Perturbative boundaries of quantum computing: real-time evolution for digitized lambda phi^4 lattice models

TL;DR

This paper investigates the convergence of perturbative series in digitized quantum field theories, showing that certain digitizations can have finite convergence radii, and compares the resource efficiency of quantum computing methods for real-time evolution.

Contribution

It demonstrates that harmonic digitizations of lambda phi^4 models can have finite radius of convergence and compares quantum computing resource requirements for these models.

Findings

Harmonic digitizations improve convergence properties.

Finite radius of convergence for weak and strong coupling expansions.

Quantum computers may outperform classical methods for large systems.

Abstract

The real time evolution of quantum field theory models can be calculated order by order in perturbation theory. For $\lambda \phi^4$ models, the perturbative series have a zero radius of convergence which in part motivated the design of digitized versions suitable for quantum computing. In agreement with general arguments suggesting that a large field cutoff modifies Dyson's reasoning and improves convergence properties, we show that the harmonic digitizations of $\lambda \phi^4$ lattice field theories lead to weak coupling expansions with a finite radius of convergence.
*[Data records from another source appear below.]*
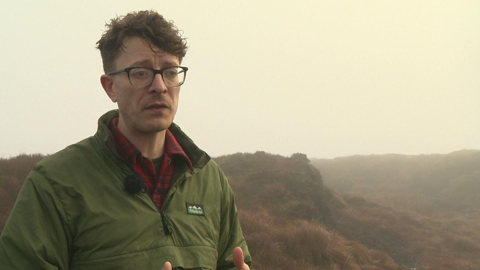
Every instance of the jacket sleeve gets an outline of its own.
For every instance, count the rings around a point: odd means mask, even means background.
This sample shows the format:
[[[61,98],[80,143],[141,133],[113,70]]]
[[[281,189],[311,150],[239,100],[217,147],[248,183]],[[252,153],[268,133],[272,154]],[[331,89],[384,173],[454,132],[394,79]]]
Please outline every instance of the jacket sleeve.
[[[216,269],[218,270],[236,270],[233,264],[233,249],[237,246],[243,251],[243,260],[252,266],[252,257],[248,251],[247,243],[240,228],[239,214],[235,206],[233,192],[228,184],[223,172],[219,169],[223,196],[220,224],[220,237],[217,251],[218,259]]]
[[[72,241],[67,226],[53,187],[34,168],[0,236],[0,268],[68,269]]]

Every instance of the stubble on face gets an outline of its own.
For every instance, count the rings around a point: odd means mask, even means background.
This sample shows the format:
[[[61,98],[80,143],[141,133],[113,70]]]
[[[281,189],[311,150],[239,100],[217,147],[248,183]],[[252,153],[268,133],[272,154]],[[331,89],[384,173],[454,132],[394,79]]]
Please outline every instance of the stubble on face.
[[[143,59],[150,61],[147,67],[157,69],[164,67],[165,64],[162,64],[162,61],[176,61],[171,65],[179,65],[176,57],[155,47],[154,49],[156,52],[152,51],[141,38],[131,37],[126,39],[124,44],[125,51],[120,50],[119,53],[119,69],[132,66],[135,61]],[[156,77],[159,76],[158,74]],[[147,87],[132,86],[127,76],[124,76],[122,79],[116,79],[118,83],[114,87],[120,111],[120,122],[124,122],[130,132],[144,135],[158,133],[170,126],[177,113],[180,86],[168,87],[166,91],[164,88],[162,90],[161,85],[158,83],[159,80],[161,80],[161,77],[156,77],[156,81],[152,86]],[[154,103],[165,103],[168,108],[159,113],[146,110],[147,106]]]

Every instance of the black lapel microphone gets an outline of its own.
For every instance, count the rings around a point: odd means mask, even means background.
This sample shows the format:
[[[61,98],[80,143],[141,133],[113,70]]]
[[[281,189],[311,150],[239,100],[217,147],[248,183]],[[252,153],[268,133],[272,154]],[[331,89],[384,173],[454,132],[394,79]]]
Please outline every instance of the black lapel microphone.
[[[130,174],[127,176],[123,181],[123,184],[125,190],[131,194],[135,194],[139,191],[146,192],[148,190],[143,176],[140,174]]]

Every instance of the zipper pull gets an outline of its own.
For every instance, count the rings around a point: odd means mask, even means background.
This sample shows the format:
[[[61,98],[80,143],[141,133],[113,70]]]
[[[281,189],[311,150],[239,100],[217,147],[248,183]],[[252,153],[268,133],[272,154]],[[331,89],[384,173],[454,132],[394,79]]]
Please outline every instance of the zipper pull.
[[[165,231],[165,235],[169,235],[173,233],[172,228],[168,225],[168,220],[167,218],[167,215],[163,211],[160,212],[162,214],[162,219],[163,220],[163,229]]]

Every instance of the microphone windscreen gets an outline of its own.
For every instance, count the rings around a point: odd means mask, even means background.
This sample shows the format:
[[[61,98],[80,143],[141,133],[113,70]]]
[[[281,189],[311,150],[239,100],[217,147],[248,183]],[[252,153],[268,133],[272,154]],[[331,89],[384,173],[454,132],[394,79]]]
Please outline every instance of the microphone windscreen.
[[[140,174],[130,174],[125,179],[123,184],[125,190],[131,194],[134,194],[143,190],[145,181]]]

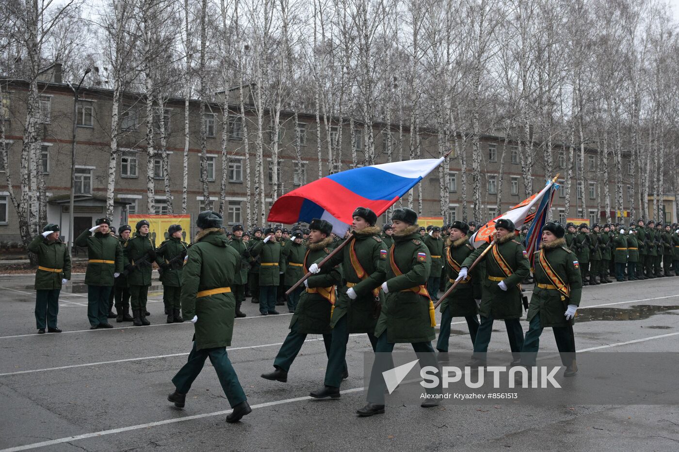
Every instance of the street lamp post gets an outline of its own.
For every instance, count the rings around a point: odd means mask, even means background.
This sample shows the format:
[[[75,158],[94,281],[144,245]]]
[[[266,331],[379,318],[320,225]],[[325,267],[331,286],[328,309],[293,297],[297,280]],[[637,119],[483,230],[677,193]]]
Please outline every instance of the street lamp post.
[[[73,203],[75,199],[75,137],[78,130],[78,96],[80,92],[80,86],[83,84],[85,77],[92,71],[90,68],[85,70],[83,78],[80,79],[80,83],[77,88],[73,88],[73,85],[69,83],[69,86],[73,91],[73,140],[71,145],[71,202],[69,207],[69,253],[73,255],[73,248],[75,243],[73,240]]]

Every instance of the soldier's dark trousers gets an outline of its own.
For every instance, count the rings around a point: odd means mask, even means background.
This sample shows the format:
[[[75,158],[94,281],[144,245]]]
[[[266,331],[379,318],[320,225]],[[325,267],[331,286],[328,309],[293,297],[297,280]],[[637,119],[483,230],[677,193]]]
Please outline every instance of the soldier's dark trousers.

Similar convergence properties are found for strong coupling expansions. We compare the resources needed to calculate the real-time evolution of the digitized models with perturbative expansions to those needed to do so with universal quantum computers. Unless new approximate methods can be designed to calculate long perturbative series for large systems efficiently, it appears that the use of universal quantum computers with digitizations involving a few qubits per site has the potential for more efficient calculations of the real-time evolution for large systems at intermediate coupling.